I was watching a TED talk last night, one of ten excellent talks in a series called Ocean Wonders, to which I was exposed through the magic of Twitter. The talk was by Mike deGruy, an underwater cameraman, and entitled Hooked by an octopus. Mike recalled being enthralled by an octopus he picked up as a child, at the manner in which it manifested it’s tentacles and shifted, shaped and recoloured its body, before he placed it back down and within a moment it was vanished, camouflaged, and there was the hook. Each one of the talks in this series have been fascinating. They have been as good as any David Attenborough production (which I don’t say lightly) and always with a poignant and heart-felt message.

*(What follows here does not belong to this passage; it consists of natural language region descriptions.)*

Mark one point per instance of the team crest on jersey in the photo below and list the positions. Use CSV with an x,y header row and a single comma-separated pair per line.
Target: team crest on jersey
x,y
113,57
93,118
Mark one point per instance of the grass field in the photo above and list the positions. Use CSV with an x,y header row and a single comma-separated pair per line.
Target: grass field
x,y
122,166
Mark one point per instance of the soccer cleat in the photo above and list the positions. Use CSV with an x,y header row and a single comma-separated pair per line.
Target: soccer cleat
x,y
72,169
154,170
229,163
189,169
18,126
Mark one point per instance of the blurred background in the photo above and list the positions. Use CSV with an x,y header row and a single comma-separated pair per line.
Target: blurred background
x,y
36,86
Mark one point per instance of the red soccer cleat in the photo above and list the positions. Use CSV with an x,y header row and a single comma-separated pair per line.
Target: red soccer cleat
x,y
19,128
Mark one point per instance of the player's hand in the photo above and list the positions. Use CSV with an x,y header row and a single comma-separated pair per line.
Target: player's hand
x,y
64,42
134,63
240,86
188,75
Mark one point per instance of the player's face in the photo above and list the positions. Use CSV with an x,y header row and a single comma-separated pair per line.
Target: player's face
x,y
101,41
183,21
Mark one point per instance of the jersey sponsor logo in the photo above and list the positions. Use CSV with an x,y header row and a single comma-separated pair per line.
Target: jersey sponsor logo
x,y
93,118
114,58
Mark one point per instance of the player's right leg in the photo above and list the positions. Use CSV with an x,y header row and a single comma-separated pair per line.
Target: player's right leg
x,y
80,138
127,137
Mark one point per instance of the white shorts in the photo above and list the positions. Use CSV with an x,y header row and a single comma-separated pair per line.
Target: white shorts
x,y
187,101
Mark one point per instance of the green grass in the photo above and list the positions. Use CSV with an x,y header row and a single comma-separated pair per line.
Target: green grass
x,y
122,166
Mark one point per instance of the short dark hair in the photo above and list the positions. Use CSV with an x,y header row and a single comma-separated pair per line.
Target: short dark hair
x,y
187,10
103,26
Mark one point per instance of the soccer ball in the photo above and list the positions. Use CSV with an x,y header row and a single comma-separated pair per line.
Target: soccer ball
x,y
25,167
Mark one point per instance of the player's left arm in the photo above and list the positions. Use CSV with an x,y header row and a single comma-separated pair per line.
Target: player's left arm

The message in Mike’s talk was founded upon two experiences he had whilst filming corals. The first example is a return to film at a once ‘gorgeous’ location. Here, since his previous visit some five years prior, the bay had turned into ‘pea soup’, and the coral dead due to excessive nutrient, pesticide and fine sediment input deposited from a golf course and a contruction site. By contrast, the second example is taken from a once ‘pretty trashed bay’. Here the construction site and golf course are managed responsibly to control and reduce the impact upon the bay, to the point whereby the bay is now ‘gorgeous’ again. This was not achieved by some major public outcry, or through any hard-hitting national legislature, but by the action of the local community, which enacted this change and gave nature a chance to repair. The story is beautifully summed up by the use of a quote from Margaret Mead (1901 – 1978), an American cultural anthropologist, that:
“A small group of thoughtful people could change the world. Indeed, it’s the only thing that ever has.”